Simmering about something someone has said or done to you can cause things to boil over. A simple misunderstanding can lead hurt feelings and anger that could be quickly dissipated if addressed. At one time or another, we all have made mistakes, said something we wish we could take back, and behaved in a way that we wished we hadn’t.

We have hurt someone in some way over the course of our lifetime, sometimes without even realizing we’ve caused pain. Sadly, some injuries run deeper than others, but we have all been there. We have felt a blow and have dealt a blow. Instead of simmering about it and letting something blow up, we should address things in the moment. Try to see the other person’s side. Where are they coming from? Is the baggage they carry around greater than yours? Could we have misunderstood or took something out of context. Did they not say hi because they are  having a bad day, worried about something at home. We tend to take things personal. Did we make them mad? Do something to hurt their feelings?
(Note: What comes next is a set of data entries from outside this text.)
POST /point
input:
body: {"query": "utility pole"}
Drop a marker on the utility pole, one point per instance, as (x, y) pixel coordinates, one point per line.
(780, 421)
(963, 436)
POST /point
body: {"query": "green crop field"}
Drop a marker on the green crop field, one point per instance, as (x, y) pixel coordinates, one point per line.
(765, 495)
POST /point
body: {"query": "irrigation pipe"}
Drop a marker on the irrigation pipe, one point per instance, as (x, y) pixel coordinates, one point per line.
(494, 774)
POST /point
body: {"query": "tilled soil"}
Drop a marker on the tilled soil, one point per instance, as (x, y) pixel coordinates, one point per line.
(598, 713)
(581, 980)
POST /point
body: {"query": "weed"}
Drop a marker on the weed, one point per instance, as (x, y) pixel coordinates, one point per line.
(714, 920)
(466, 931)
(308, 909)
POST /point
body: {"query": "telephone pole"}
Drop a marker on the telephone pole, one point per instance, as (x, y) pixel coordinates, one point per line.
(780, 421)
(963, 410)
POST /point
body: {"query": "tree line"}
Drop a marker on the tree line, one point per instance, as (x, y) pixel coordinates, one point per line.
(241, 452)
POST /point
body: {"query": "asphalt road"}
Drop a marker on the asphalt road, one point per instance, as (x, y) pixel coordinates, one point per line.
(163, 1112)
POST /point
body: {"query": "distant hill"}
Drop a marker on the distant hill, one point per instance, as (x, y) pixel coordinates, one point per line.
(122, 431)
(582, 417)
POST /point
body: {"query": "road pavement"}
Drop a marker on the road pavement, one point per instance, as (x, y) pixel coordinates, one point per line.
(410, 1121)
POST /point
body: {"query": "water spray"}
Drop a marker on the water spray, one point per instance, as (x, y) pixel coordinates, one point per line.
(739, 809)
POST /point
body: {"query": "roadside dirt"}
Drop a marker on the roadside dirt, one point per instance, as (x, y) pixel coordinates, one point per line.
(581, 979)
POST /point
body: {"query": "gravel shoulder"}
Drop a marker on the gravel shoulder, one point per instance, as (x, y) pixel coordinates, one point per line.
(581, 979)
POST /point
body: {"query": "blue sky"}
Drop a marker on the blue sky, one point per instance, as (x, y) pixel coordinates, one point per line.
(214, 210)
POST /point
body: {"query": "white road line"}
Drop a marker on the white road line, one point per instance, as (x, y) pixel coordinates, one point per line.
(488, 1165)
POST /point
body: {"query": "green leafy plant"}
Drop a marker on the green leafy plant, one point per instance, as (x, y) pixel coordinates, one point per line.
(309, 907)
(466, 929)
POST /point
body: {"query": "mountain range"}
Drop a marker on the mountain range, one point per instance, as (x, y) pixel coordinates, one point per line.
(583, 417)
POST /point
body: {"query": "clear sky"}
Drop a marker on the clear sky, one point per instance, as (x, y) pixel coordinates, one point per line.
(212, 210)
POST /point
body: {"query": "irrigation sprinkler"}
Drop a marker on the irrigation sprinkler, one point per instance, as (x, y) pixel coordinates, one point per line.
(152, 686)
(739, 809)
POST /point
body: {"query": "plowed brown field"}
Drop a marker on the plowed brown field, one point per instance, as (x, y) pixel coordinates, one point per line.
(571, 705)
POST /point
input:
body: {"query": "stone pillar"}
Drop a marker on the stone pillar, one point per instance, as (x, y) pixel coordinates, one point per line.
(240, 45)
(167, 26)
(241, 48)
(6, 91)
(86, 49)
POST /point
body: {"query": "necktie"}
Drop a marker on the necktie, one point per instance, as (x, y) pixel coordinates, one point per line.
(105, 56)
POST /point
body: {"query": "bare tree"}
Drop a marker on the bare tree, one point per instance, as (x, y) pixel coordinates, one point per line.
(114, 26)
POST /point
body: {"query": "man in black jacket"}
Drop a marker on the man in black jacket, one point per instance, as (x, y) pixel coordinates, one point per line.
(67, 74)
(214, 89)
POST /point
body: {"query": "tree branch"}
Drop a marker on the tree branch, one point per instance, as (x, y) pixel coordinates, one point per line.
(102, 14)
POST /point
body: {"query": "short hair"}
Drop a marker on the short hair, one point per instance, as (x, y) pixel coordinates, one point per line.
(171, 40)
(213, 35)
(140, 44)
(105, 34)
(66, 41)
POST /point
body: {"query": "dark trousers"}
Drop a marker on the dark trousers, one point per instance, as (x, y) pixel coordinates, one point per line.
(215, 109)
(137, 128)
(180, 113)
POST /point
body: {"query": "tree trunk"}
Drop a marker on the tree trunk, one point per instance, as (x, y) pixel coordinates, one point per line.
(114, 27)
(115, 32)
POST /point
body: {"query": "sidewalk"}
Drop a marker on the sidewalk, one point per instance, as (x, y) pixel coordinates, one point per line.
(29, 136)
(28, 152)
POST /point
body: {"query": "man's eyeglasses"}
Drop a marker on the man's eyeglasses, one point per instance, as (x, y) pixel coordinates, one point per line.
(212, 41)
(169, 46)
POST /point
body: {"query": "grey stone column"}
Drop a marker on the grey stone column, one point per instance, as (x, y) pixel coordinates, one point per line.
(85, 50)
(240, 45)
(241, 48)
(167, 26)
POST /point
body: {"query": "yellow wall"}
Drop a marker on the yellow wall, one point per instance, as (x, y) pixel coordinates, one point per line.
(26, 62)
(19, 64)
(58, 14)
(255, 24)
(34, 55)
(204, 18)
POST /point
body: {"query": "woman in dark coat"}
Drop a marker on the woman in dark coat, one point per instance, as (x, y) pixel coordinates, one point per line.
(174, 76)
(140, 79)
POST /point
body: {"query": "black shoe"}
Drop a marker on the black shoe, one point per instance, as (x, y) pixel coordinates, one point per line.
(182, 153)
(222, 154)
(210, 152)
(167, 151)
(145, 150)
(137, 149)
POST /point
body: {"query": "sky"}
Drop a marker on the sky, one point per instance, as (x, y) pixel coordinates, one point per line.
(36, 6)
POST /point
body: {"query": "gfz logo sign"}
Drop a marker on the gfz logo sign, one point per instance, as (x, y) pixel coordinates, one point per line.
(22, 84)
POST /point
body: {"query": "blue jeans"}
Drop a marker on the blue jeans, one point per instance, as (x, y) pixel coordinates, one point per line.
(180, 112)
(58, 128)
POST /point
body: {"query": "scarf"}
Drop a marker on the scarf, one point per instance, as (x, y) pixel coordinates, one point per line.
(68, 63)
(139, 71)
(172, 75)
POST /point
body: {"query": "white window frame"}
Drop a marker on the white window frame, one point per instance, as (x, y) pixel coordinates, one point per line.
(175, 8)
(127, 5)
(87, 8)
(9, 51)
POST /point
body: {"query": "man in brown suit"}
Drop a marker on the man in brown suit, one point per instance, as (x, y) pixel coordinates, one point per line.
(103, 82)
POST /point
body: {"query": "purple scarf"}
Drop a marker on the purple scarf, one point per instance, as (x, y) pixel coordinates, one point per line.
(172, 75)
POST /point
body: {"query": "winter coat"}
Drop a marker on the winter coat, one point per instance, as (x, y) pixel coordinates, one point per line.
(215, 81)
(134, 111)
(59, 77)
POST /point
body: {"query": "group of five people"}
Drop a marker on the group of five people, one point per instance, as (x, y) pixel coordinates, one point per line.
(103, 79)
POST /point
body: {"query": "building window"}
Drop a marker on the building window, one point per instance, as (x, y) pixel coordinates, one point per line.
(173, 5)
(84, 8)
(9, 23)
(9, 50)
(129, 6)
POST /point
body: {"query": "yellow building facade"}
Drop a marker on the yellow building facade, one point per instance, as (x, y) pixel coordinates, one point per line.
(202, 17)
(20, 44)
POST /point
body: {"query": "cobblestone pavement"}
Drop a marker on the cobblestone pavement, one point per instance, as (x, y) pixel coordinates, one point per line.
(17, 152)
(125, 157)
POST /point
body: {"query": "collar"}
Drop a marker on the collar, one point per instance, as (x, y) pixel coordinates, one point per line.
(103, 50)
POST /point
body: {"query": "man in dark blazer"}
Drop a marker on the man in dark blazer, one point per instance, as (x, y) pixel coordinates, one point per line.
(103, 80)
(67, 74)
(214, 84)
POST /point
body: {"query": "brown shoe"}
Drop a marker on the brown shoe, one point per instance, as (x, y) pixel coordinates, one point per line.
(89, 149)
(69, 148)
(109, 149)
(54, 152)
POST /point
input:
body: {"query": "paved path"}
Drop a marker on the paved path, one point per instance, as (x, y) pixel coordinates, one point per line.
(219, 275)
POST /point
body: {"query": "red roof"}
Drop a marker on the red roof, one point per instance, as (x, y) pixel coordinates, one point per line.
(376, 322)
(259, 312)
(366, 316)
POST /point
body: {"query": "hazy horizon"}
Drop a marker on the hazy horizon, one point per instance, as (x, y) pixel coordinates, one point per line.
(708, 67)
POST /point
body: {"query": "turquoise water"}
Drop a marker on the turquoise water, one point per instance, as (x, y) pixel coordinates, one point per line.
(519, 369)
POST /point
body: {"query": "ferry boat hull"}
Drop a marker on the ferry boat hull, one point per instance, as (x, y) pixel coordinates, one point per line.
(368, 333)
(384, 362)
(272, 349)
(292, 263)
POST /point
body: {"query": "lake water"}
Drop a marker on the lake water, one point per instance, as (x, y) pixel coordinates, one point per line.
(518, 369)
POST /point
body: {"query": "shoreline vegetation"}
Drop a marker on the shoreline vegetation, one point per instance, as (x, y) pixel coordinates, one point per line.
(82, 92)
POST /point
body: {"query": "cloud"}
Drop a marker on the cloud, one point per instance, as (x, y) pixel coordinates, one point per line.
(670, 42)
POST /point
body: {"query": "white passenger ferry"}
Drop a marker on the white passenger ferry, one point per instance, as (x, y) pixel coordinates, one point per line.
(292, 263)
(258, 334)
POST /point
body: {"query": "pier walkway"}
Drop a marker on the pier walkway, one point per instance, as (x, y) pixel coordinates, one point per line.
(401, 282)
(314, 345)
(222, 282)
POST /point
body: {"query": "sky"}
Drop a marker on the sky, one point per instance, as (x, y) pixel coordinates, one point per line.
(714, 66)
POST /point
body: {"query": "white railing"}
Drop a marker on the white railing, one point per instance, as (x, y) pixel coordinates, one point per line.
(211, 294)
None of us are immune to misunderstandings, misinterpretations or misrepresentations. I had an experience recently that a felt a coworker was being disrespectful to myself as well as team members during meetings. Cutting them off, dismissing their ideas. After one particular call, I had a few team members call or instant message me asking what her problem was, they were angry at being shut down and felt she was hostile and they felt attacked. We could have continue to and take it personal, hanging up from every call angry, but I felt she was a nice person and wasn’t rude during 1×1 calls. Something was different about group calls.   Was I doing as a facilitator  might be triggering her inappropriate behavior in the meeting? Did she think the junior level attendees shouldn’t make policy decisions?

I had a separate meeting with this person to talk about her behavior and asked if I was doing something as a facilitator that she disagreed with.  I gave her examples of her cutting off junior members of the team, but she always seemed open to listening and sharing ideas with senior members. Her tone would even shift to softer and joking with a senior member to short and biting with a junior member.  She wasn’t surprised and said she heard that a lot and admitted that another coworker would instant message her during meetings to tell her to stand down. My question was if this has been brought to her attention before, why continue the behavior? Response? It is her personality. She is blunt and abrupt, it is her style. She said she never intended for anyone to feel their opinion was not valued. I explained all though it was her natural style it was impacting the collaboration of the team, it was making members afraid to talk. She corrected her behavior and the meetings have shifted.

I guess it is like the old saying don’t go to bed angry. Bring things out in the open. It may be uncomfortable at first, but it is better than letting something simmer building resentment and anger.